Auf die Knie, fertig, los

■ Regierungskrise vertagt: Rot-Grau an Kompromiß vorbeigeschlittert, denn Voscherau kämpft weiter allein gegen alle und alles Von Silke Mertins

Bürgermeister Henning Voscherau blieb bockig. Fünf Stunden lang wurden gestern im Kooperationsausschuß die Argumente wiedergekäut. Dann beschlossen die Delegationen von SPD, Statt Partei und Senat, die Regierungskrise zu vertagen. Bis Freitag nächster Woche sollen Bezirks- und Stadtentwicklungs-Senator Thomas Mirow (SPD) und Justizsenator Wolfgang Hoffmann-Riem (parteilos) einen Kompromiß mit dem Namen „Formulierungsvorschlag“ ausarbeiten und Seiner Majestät Henning Voscherau vorlegen.

Der kann dann auf dem SPD-Landesparteitag tags darauf einer widerspenstigen Gefolgschaft kundtun, was für ihn schon jetzt feststeht: Um die Stadt vor dem sicheren Untergang zu bewahren, muß er den Kompromiß zur Bezirksverwaltungsreform, die er dereinst selbst wollte, leider ablehnen.

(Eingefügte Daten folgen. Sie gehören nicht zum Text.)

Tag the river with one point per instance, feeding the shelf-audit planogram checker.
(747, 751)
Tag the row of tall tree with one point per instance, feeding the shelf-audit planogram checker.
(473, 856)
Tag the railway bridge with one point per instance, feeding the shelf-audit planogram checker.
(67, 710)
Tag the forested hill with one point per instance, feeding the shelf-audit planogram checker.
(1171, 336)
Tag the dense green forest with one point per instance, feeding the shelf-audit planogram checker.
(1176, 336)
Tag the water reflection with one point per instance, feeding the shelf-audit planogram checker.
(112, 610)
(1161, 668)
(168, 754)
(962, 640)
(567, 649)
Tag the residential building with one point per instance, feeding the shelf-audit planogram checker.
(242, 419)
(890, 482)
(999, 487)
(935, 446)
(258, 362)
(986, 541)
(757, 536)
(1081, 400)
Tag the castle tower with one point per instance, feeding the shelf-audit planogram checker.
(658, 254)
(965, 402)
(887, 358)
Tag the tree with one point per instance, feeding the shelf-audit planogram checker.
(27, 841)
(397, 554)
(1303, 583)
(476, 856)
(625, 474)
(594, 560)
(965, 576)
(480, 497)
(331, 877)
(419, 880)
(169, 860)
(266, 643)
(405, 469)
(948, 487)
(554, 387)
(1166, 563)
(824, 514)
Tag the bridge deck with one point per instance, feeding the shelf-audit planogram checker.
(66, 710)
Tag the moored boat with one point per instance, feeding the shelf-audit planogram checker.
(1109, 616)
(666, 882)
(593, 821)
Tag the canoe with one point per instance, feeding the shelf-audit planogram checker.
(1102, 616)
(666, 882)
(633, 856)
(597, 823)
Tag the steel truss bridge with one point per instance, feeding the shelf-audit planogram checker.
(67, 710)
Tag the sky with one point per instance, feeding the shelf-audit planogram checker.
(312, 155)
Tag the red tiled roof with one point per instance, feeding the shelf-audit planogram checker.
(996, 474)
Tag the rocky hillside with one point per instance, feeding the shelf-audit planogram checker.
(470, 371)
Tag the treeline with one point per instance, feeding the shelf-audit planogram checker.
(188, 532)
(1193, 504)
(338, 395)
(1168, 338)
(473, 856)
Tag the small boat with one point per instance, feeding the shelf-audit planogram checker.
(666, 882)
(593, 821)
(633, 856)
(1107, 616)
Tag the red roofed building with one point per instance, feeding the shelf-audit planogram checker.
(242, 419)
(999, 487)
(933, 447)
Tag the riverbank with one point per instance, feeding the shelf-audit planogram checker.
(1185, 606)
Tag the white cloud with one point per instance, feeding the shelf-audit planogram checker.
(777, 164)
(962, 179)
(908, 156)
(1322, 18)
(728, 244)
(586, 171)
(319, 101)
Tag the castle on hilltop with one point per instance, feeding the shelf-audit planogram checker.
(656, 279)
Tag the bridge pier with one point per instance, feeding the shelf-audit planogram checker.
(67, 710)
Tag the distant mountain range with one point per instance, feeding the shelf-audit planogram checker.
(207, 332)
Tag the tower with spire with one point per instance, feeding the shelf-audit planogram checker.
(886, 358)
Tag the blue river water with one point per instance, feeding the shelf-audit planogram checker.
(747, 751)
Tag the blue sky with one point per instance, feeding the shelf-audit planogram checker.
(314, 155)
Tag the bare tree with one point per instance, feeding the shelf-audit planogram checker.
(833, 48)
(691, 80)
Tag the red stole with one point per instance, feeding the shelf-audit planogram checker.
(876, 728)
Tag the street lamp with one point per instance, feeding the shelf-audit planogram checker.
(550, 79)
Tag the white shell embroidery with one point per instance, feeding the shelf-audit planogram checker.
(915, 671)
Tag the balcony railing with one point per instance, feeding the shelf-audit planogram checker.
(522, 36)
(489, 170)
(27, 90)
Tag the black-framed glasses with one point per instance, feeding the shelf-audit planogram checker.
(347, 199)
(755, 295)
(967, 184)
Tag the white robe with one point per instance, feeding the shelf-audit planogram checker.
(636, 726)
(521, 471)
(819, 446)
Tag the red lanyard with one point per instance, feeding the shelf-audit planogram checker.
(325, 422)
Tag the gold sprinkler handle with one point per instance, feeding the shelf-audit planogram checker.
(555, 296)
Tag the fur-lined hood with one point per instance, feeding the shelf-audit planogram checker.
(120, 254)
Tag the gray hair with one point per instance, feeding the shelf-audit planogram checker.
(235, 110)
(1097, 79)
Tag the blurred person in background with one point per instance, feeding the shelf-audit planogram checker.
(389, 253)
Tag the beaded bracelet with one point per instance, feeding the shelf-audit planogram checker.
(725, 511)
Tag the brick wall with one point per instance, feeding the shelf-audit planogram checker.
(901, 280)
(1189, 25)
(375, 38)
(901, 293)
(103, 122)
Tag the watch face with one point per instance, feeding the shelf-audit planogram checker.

Gestern drückte sich Voscherau erst einmal vor der Öffentlichkeit und schickte SPD-Parteichef Jörg Kuhbier als Optimismus-Beauftragten vor: „Es gibt eine Reihe von Annäherungsmöglichkeiten, auch wenn das Problem noch nicht abschließend gelöst ist.“ Die nicht minder rosig in die Kooperationszukunft blickende SPD-Fraktionsvorsitzende Elisabeth Kiausch will ebenfalls „atmosphärische Lockerungen, die hoffnungsfroh stimmen“, bemerkt haben.

Das sah der Gruppenchef der Statt Partei, Achim Reichert, entschieden anders. Es seien „ausgesprochen schwierige Verhandlungen“ gewesen, in denen sich Voscherau keinen Millimeter bewegt hätte. „Der Bürgermeister hat keinen Hehl daraus gemacht, daß er weiterhin erhebliche Zweifel an der Bezirksverwaltungsreform hat.“ Ob Voscherau dem Kompromiß, den seine Senatoren ausarbeiten sollen, zustimmen wird, sei „völlig offen“. Mehr als ein äußerst „zartes Pflänzchen Hoffnung“ sieht Reichert nicht, und ein rot-grauer Bruch sei „auf keinen Fall vom Tisch“.

Das Prinzip aufzugeben, eine Bezirksverwaltungsreform zu wollen, sei für die Statt Partei „indiskutabel“. Seine Partei sei „gegen jede Aushöhlung“ der Reformpläne. Die Marschrichtung laute Dezentralisierung; eine zentral gesteuerte Planung und Verwaltung müsse die Ausnahme sein. Über die Definition der Ausnahme – also wann der Senat eingreifen kann – ließe man mit sich reden.

Die Sorge des Bürgermeisters, daß die Einzelinteressen der sieben Bezirke jede vernünftige Politik verhinderten, sei berechtigt, nahm Kuhbier den Regierungschef in Schutz. „Es kann nicht sein, daß Partikularismus die Stadt beherrscht.“ Globalsteuerung werde es weiterhin geben. Dezentralisierung, um Effizienz zu steigern, sei sinnvoll, aber „auf der anderen Seite muß die Einheitsgemeinde gewahrt bleiben“.

Zwar ist auch die Mehrheit der SPD und des Senats für eine Bezirksverwaltungsreform. Doch dem Bürgermeister wollen sie die Entscheidung nicht abnehmen. Ihn um der Sache Willen zu überstimmen, kommt laut Kuhbier nicht in Frage. Am 23. April wird sich der Senat erneut mit einer Entscheidung versuchen.